The more layers, the more valuable. Which is an interesting metric for Zettel and perhaps would be motivation to test adding bolding/highlighting/summarization to your notes.
He also structures his knowledge differently and doesn't make deliberate links. He uses a structure he calls PARA that focuses on action:
Tiago suggests that you organize notes based on how likely you are to use them. His mantra is organize for “actionability” rather than meaning.
He does this via his PARA system "— short for Projects-Areas-Resources-Archives":
Project-related notes are most actionable.
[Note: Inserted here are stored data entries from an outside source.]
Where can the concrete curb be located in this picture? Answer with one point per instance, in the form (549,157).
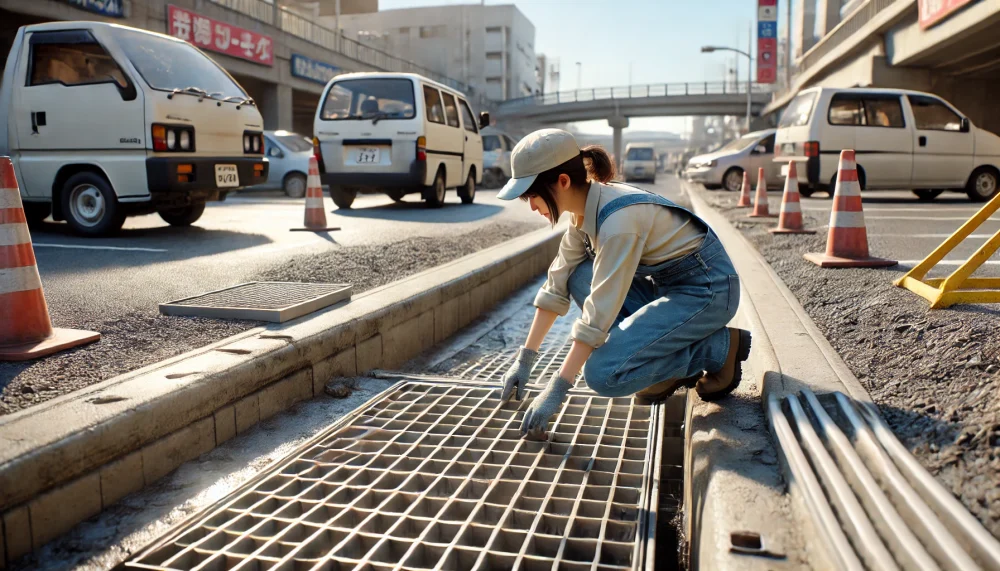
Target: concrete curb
(67,459)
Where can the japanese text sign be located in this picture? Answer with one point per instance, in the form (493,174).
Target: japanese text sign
(216,36)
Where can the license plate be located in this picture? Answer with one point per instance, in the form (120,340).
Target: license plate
(368,155)
(226,176)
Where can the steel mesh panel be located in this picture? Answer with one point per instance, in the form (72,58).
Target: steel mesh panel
(262,295)
(436,476)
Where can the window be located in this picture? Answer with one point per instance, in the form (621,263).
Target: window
(75,63)
(846,109)
(167,64)
(798,111)
(883,111)
(450,109)
(432,105)
(932,114)
(382,98)
(470,119)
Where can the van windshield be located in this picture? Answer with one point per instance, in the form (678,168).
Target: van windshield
(377,98)
(169,64)
(798,111)
(640,154)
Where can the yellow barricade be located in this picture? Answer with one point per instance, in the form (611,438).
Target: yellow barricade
(958,287)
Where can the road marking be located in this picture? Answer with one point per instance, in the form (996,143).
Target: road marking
(113,248)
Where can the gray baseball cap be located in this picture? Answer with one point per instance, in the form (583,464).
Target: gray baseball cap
(538,152)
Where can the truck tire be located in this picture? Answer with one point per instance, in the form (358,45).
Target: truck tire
(91,206)
(468,192)
(343,197)
(184,215)
(982,185)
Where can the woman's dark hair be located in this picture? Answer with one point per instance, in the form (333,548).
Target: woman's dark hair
(593,163)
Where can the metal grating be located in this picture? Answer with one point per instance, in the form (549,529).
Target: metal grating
(436,476)
(264,301)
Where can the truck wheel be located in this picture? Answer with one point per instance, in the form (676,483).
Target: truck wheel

These include tasks that you plan to complete and any information that’s directly related to those tasks.
Notes about areas of responsibility come next. If you’re self-employed, for example, your areas include pitching projects to clients, writing proposals, and billing clients when projects are done.
Resource notes include selected passages or complete contents of articles and books on any topic of special interest to you. These are notes that might be useful in the future — even if they’re not related to your current projects.
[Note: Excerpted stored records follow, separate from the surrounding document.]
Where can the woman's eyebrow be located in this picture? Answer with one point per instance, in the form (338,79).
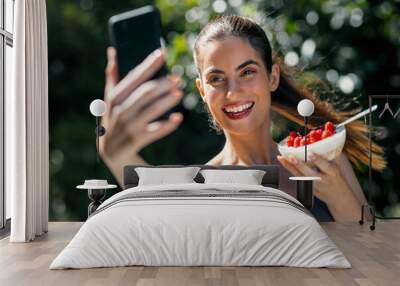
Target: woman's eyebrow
(242,65)
(248,62)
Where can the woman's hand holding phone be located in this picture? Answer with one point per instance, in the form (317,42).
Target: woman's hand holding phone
(133,103)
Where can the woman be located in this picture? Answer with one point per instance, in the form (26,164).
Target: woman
(240,82)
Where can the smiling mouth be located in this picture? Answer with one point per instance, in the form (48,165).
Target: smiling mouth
(238,112)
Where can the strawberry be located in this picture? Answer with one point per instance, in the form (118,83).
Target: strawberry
(329,126)
(326,133)
(296,142)
(290,141)
(318,134)
(293,134)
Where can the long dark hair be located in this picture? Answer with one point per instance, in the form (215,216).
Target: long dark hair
(291,88)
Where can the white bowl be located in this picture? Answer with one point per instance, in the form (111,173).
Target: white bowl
(329,148)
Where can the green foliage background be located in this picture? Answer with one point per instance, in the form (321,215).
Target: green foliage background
(356,41)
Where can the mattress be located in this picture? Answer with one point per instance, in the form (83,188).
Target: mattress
(201,225)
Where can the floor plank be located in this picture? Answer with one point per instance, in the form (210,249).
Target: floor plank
(374,255)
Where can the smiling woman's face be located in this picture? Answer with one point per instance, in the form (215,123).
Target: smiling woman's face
(235,85)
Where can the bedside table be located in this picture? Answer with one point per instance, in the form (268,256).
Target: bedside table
(305,193)
(96,192)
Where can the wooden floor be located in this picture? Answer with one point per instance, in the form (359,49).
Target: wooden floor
(374,255)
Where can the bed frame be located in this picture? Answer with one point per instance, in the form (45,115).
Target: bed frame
(270,179)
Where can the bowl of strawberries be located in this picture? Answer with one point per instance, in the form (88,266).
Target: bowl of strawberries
(327,141)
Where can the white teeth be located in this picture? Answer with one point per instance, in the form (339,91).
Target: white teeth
(239,108)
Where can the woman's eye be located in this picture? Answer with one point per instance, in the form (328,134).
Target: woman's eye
(215,79)
(248,72)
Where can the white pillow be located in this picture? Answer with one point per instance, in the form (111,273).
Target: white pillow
(249,177)
(162,176)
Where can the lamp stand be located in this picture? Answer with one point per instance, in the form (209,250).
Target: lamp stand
(100,131)
(305,136)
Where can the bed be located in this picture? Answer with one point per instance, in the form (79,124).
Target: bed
(201,224)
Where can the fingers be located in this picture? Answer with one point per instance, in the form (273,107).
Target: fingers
(137,76)
(111,70)
(304,168)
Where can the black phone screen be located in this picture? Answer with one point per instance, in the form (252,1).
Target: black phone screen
(135,35)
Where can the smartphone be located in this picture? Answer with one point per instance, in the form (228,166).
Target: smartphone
(136,34)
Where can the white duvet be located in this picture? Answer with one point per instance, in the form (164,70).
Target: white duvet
(190,230)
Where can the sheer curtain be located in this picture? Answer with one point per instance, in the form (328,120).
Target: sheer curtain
(27,124)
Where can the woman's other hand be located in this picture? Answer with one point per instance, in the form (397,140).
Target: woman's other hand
(133,105)
(332,189)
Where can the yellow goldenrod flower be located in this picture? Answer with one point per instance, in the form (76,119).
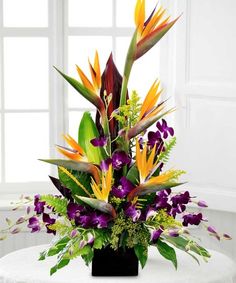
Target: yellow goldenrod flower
(101,191)
(76,153)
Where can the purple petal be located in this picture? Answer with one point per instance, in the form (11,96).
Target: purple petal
(155,235)
(119,159)
(132,212)
(101,141)
(104,165)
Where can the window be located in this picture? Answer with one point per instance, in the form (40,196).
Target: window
(37,106)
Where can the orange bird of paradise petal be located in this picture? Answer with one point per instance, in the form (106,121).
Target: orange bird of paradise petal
(102,191)
(76,153)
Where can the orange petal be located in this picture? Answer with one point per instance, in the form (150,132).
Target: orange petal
(96,67)
(86,82)
(73,143)
(70,154)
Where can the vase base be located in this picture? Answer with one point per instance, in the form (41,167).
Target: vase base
(107,262)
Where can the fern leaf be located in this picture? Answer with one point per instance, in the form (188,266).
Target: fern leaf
(58,204)
(165,155)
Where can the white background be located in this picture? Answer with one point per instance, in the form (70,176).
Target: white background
(195,62)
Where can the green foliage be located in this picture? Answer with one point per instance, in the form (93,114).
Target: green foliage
(125,232)
(162,218)
(77,183)
(141,253)
(167,252)
(127,114)
(58,204)
(133,175)
(165,155)
(87,132)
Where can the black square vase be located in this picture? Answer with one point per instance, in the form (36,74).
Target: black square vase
(108,262)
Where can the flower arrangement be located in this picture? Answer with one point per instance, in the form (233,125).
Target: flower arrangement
(114,188)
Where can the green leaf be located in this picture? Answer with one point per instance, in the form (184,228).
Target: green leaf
(99,205)
(62,263)
(133,175)
(141,253)
(167,252)
(58,204)
(83,178)
(87,132)
(88,257)
(145,189)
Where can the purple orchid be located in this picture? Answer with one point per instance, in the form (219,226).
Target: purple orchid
(38,205)
(119,159)
(100,141)
(49,221)
(133,213)
(85,221)
(183,198)
(34,224)
(192,219)
(74,210)
(165,129)
(155,235)
(100,220)
(123,189)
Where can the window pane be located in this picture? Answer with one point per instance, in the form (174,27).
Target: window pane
(125,13)
(25,13)
(74,121)
(26,140)
(26,73)
(90,13)
(80,48)
(145,69)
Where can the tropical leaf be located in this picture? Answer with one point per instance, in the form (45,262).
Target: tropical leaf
(133,175)
(77,166)
(78,182)
(141,253)
(87,132)
(58,204)
(167,252)
(111,83)
(99,205)
(144,189)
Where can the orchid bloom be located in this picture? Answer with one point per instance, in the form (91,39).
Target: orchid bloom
(95,85)
(147,166)
(150,112)
(76,153)
(150,31)
(101,191)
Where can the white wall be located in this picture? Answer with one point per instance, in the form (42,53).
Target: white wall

Archives get the least follow-up. This is the place to store notes related to completed projects and other past activities.
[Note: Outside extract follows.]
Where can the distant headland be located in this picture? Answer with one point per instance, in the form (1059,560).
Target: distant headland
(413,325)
I think this would synergize well w/ Zettelkasten. More rough, actionable information is dumped into PARA system as notes and slowly transformed into atomic Zettel via live use in projects(in the sense you play w/ the knowledge more in a real life context) and progressive summarization. Thinking about it now, PARA seems more like a info/note to knowledge processing system than a pure org system.
PARA also seems to offer protection against the 'collectors fallacy' issue by organizing and emphasizing by most actionable/current-project-related information.
Finally, Tiago's idea of notes being atomic islands we need to connect is basically Zettelkasten 101:
Tiago teaches a set of workflow strategies for retrieving and using notes. During the podcast he explained one — the “archipelago of islands.”
Start with the definition of archipelago — “a group of many islands in a large body of water.” Then think of each note that you take as an “island,” or individual idea, in the “sea” of your collected notes. To complete a writing project, create “bridges” (connections) between islands.
His writing method of dumping/rearranging notes into a document until things starts making sense also seem very Zet(yes I just made this up):
In practical terms, this means never facing a blank page. In fact, don’t even try to pound out a first draft. Just throw a bunch of relevant notes into a blank document and experiment with them. Delete some. Then rearrange and reword what remains and give the piece a title. Look for connections between note-islands and explain how they are related.
Tiago says that he can compile the gist of 100 to 200 sources — progressively summarized — in one hour. And by inter-weaving just 10 to 15 of these, he can write a hefty blog post. (For another version of this strategy, see Steven Berlin Johnson’s article about creating a “spark file.”)
These are just a few of Tiago's ideas that can potentially help us to create Zettel and improve our conversation w/ our Zettelkasten.
I hope that gives a decent background of Tiago's ideas, how they relate to the zettelkasten system, and why he is becoming a strong voice in the personal knowledge management sphere. If you find his ideas interesting I recommending paying the 5$ for the Praxis membership (you can always cancel after a month) or buying his book of essays on Amazon(just a note, all the essays are either free or behind the Praxis paywall, but if you like things package in a nice ebook format go for it!)